There is only one other study that reported a significantly higher risk of progression to bilateral advanced AMD for higher age, current smoking, and higher BMI. 16 Other studies have not reported these associations, although trends have been observed. 12,15,17 The CFH Y402H (rs1061170), ARMS2 A69S (rs10490924), C3 R102G (rs2230199), and C2 E318D (rs9332739) risk alleles were also reported to have an influence on the progression of the fellow eye to end-stage AMD. 15,16 Sex has not previously been associated with second eye progression to advanced AMD. 

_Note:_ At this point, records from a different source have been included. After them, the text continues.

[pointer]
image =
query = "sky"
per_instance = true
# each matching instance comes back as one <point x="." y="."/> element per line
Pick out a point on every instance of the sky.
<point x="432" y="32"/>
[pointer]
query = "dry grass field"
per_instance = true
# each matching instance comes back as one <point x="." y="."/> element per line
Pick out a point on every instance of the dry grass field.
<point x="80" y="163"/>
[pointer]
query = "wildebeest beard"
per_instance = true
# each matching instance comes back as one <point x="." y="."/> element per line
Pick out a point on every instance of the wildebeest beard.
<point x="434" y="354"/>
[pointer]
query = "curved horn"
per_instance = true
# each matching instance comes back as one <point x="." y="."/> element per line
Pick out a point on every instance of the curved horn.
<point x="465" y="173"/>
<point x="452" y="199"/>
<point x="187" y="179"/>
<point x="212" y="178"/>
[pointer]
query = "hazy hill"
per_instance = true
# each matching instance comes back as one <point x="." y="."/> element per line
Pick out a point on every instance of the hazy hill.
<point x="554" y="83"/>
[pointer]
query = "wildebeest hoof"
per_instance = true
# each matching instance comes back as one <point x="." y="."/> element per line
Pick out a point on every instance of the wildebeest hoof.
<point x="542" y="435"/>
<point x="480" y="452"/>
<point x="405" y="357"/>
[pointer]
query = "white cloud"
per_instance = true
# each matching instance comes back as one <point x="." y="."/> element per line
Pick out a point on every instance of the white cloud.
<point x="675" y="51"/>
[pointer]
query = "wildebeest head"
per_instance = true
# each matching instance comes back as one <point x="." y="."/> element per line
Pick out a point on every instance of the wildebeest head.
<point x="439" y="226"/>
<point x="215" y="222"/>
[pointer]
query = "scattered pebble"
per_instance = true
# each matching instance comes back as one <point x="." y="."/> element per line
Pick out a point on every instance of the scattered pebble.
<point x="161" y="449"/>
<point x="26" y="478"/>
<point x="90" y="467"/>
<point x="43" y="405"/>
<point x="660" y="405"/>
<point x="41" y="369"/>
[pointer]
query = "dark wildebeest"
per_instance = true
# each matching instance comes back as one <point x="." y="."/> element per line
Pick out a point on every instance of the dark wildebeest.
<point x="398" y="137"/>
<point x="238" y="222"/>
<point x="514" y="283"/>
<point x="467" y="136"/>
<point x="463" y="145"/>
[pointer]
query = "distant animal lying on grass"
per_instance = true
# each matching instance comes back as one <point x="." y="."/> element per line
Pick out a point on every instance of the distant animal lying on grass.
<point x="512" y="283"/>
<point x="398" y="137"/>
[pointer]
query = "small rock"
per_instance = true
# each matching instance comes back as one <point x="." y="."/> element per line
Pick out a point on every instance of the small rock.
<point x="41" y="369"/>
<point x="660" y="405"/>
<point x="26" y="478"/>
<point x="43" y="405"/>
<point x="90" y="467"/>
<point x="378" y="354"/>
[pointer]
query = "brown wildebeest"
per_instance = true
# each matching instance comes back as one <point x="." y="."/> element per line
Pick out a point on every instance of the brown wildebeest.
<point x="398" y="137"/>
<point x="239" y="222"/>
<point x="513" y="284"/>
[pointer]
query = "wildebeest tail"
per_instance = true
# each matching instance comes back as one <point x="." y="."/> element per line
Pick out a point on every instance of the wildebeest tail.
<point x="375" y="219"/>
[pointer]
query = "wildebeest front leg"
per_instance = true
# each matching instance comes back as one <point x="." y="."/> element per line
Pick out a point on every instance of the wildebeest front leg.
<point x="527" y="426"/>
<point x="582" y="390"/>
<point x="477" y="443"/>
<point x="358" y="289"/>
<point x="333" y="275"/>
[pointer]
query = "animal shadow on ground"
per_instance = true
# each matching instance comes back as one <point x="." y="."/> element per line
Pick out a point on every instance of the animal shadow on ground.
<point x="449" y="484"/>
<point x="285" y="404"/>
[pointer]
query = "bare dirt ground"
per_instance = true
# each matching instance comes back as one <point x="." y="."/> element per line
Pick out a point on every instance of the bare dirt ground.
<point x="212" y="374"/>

One possible explanation for the differences between the studies previously performed as well as between these studies and our study might be found in the different criteria used for inclusion. The submacular surgery trials (SST) group could not find any significant contribution of age, sex, or smoking history. 17 Only patients with a CNV in their first eye were included in the SST study, regardless of the presence of foveal GA. This could have resulted in the inclusion of patients who already had preexisting foveal GA before the CNV occurred. In our study, these patients would have been included at the time foveal GA developed and therefore would have a longer progression time. Another study did not only include patients with new CNV, but also patients with recurrent CNV, which also influences the progression time. 12 In this study, no statistically significant differences or trends were found for sex and cigarette smoking. 12 However, this study showed a strong trend for age to influence the incidence of CNV in the fellow eye. 12  
Remarkably, this study demonstrates a relation between sex and second eye progression not previously observed. However, a recent meta-analysis on AMD prevalence shows that the prevalence of late AMD is higher in women compared with men. 54 More specifically, the diagnosis of neovascular AMD occurred more frequently in women compared with men, while for GA, no specific sex difference was observed. 54 We are not the first to observe a possible effect of sex on progression in AMD, despite the fact that we are dealing with a relatively small sample size, which may affect the validity of this outcome. Moreover, population differences may further contribute to the observed inconsistencies between studies. 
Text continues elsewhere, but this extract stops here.